The Chinese Grammar Wiki began life as an Excel spreadsheet full of grammar points organized by difficulty level. This list was needed to track the progress of AllSet Learning's clients and to design personalized grammar practice where it was most needed. But as the lists continued to grow and evolve, it quickly became apparent that it made sense to put the grammar points online, so that the newest version would always be front and center. For ease of editing, what could be better than a wiki? And if AllSet Learning teachers were to have access, why not open up access to all learners? The Chinese Grammar Wiki was developed internally for about a year before becoming public in January of 2012. Since then, it has grown tremendously, both in content and in traffic.
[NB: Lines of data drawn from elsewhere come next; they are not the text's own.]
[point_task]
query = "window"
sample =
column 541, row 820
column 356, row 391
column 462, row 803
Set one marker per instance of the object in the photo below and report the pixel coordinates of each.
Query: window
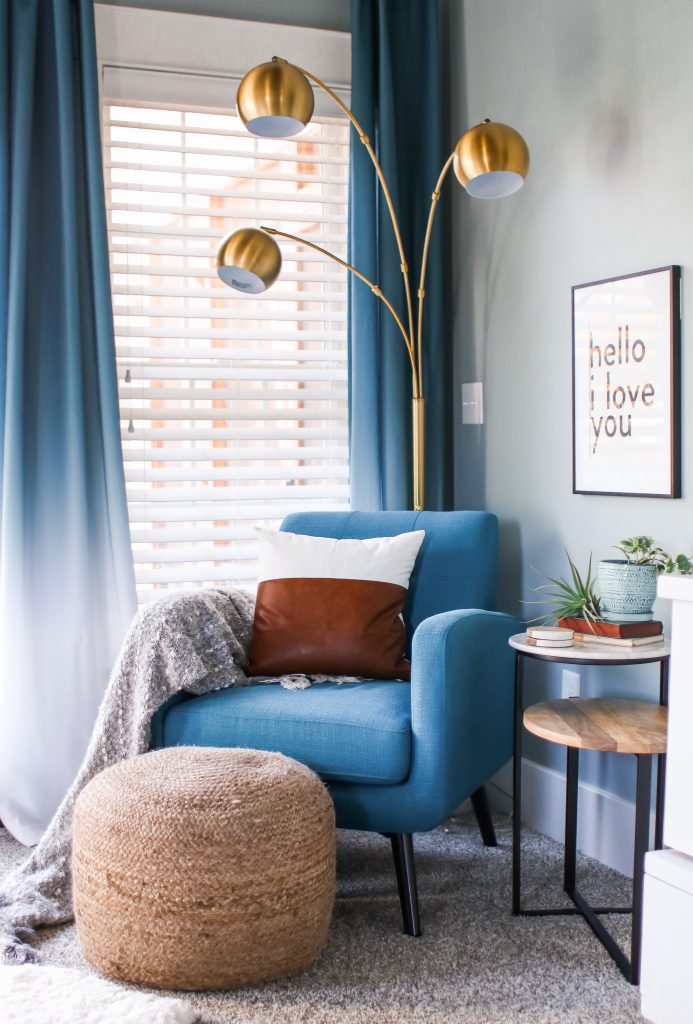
column 233, row 408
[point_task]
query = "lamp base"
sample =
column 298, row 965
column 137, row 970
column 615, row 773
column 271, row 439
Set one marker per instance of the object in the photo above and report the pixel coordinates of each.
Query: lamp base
column 418, row 452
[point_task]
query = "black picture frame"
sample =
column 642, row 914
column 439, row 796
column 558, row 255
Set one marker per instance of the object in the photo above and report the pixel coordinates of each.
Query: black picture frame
column 626, row 385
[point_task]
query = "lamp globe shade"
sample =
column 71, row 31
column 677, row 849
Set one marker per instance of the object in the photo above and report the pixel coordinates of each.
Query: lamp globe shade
column 249, row 260
column 275, row 100
column 491, row 160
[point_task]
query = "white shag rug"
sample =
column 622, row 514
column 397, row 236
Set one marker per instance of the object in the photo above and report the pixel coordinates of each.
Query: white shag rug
column 31, row 994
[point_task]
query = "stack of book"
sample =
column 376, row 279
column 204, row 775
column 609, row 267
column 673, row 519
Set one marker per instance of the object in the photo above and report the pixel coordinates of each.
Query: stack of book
column 550, row 636
column 614, row 634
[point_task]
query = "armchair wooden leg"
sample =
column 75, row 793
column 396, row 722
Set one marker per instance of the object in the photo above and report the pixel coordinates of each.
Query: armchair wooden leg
column 402, row 852
column 483, row 816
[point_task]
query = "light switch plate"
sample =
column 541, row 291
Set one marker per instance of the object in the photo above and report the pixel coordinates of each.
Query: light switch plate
column 472, row 402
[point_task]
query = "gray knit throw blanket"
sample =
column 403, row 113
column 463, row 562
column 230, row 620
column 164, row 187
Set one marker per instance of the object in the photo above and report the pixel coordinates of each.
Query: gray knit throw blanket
column 195, row 641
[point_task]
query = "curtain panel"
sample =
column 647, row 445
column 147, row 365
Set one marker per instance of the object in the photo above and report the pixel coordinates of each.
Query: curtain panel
column 396, row 94
column 67, row 583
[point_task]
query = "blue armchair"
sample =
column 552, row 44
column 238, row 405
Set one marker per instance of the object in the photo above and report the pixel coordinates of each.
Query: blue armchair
column 397, row 758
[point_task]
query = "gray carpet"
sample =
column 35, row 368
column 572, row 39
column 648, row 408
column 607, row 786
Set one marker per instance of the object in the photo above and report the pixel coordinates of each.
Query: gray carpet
column 474, row 965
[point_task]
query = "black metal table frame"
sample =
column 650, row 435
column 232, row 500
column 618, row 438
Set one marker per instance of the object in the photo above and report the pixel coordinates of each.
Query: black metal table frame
column 630, row 968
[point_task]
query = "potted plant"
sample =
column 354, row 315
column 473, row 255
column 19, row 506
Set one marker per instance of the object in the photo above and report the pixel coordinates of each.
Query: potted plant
column 627, row 586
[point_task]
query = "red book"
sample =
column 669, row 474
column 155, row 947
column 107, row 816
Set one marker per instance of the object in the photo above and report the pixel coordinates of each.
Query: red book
column 617, row 631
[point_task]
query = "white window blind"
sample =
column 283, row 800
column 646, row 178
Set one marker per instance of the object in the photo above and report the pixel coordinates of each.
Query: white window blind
column 233, row 408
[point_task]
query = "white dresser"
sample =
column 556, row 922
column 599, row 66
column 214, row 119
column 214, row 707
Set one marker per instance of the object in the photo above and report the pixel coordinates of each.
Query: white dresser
column 667, row 920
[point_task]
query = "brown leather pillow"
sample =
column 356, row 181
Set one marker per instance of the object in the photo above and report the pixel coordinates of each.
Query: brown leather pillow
column 333, row 607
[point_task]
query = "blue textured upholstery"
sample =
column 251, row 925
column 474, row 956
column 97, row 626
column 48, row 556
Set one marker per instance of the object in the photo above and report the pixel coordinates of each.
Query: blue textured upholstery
column 357, row 732
column 392, row 765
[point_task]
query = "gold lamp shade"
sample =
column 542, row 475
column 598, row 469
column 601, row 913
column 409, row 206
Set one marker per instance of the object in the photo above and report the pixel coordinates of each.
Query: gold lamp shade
column 249, row 260
column 491, row 160
column 275, row 100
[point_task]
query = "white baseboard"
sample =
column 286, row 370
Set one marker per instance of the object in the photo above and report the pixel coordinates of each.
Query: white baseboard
column 605, row 822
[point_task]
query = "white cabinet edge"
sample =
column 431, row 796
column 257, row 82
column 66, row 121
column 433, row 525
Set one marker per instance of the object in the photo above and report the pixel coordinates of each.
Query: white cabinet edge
column 676, row 588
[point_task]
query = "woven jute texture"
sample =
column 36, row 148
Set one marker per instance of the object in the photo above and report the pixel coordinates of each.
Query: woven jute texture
column 202, row 867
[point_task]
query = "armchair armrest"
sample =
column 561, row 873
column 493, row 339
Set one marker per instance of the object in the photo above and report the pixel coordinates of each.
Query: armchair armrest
column 462, row 705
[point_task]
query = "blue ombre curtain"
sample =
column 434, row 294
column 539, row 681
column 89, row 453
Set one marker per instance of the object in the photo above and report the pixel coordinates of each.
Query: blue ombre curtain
column 396, row 94
column 67, row 587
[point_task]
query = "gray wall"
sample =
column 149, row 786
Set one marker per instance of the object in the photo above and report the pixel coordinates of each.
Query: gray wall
column 315, row 13
column 603, row 94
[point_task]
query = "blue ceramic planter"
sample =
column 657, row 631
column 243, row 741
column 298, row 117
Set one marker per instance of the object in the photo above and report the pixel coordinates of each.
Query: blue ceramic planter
column 625, row 590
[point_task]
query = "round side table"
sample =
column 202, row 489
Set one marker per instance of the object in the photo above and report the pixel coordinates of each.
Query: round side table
column 604, row 654
column 622, row 727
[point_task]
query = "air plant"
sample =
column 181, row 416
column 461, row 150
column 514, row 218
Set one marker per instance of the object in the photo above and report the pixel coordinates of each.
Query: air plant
column 573, row 598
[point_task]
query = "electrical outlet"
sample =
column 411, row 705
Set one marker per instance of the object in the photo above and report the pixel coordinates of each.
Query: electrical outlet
column 472, row 402
column 570, row 685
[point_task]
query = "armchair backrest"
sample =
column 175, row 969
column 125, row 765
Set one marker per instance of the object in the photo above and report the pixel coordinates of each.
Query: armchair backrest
column 456, row 567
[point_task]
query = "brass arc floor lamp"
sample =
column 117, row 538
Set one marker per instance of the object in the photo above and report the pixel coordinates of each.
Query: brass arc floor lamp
column 275, row 100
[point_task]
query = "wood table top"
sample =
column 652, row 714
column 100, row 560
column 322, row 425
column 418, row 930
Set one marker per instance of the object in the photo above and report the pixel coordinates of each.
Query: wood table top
column 596, row 724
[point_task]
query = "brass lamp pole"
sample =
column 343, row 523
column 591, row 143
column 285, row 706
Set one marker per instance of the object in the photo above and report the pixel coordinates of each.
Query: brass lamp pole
column 275, row 100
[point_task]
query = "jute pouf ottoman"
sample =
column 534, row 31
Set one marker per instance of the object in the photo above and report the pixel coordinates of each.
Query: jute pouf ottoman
column 201, row 867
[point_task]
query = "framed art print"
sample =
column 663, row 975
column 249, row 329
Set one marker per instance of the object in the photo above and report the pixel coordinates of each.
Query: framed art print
column 626, row 384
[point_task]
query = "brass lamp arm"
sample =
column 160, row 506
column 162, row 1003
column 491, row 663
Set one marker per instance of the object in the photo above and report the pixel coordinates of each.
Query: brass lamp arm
column 424, row 261
column 374, row 288
column 388, row 198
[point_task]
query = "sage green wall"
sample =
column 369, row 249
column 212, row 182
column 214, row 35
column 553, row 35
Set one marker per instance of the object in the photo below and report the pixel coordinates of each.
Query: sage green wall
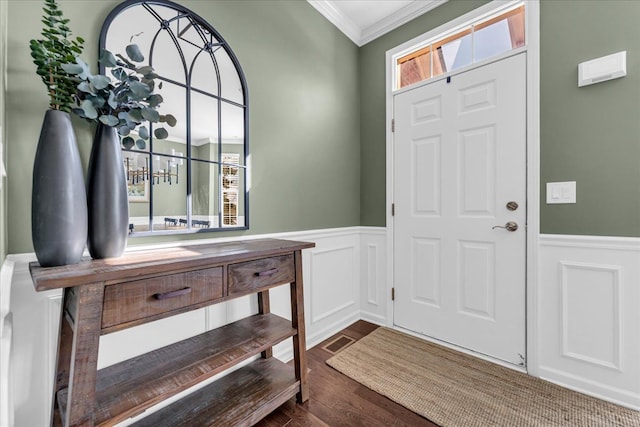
column 373, row 105
column 590, row 135
column 302, row 75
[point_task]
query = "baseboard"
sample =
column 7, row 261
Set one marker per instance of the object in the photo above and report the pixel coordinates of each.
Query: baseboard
column 376, row 319
column 591, row 388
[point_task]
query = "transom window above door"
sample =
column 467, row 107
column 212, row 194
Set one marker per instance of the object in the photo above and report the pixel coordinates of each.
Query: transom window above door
column 468, row 44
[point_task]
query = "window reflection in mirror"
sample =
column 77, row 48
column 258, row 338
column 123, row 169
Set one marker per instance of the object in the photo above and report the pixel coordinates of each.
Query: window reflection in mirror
column 195, row 179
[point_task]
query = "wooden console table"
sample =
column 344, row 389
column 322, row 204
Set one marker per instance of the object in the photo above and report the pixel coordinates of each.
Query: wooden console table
column 104, row 296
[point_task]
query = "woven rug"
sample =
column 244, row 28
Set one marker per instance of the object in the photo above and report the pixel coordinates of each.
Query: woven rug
column 453, row 389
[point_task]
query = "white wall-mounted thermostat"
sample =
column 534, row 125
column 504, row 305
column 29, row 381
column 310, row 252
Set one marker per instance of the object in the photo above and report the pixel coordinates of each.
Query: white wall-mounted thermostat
column 602, row 69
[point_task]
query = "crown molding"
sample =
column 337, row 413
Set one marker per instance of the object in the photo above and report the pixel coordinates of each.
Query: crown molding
column 362, row 36
column 337, row 18
column 398, row 18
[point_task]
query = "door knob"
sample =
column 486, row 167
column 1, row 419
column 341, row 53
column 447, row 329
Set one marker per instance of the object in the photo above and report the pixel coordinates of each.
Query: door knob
column 510, row 226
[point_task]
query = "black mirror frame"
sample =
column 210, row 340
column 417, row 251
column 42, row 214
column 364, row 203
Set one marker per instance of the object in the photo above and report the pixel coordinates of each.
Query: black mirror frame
column 202, row 22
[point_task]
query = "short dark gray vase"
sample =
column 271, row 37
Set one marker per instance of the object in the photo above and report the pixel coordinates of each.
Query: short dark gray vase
column 58, row 200
column 107, row 196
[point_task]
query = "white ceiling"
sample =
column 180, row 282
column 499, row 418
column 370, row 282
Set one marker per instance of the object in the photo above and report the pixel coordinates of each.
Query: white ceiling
column 366, row 20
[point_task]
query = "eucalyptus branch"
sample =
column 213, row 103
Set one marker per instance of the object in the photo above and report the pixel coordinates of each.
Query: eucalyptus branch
column 126, row 101
column 54, row 49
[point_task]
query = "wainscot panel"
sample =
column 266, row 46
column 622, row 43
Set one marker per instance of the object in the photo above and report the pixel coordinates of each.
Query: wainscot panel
column 333, row 273
column 589, row 292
Probably the most important feature of the Chinese Grammar Wiki, which has always been kept at the forefront of its development, is its focus on learner level. An absolute beginner can't absorb a multitude of uses for every grammar point she encounters, and she shouldn't be expected to. And she certainly shouldn't be given frustratingly difficult example sentences when trying to grasp the most basic grammar concepts. That's why example sentences on the Chinese Grammar Wiki are plentiful, but relentlessly edited to be level-appropriate. And for the learners that can't get enough, relevant articles of all levels are always just a link away. Although the wiki aims to be 100% comprehensive, it's no coincidence that there are fewer A1 grammar points than A2 grammar points, and fewer A2 grammar points than B1 grammar points. Considerable thought and care has gone into curating and pruning the lists of grammar points.

The Chinese Grammar Wiki is not a Chinese course. Rather, it is a companion resource that can complement any Chinese class. Don't expect to read it from start to finish, or to go through the grammar point lists from top to bottom. But do expect to come back often. And expect to get sucked into the curiously logical world of Chinese grammar.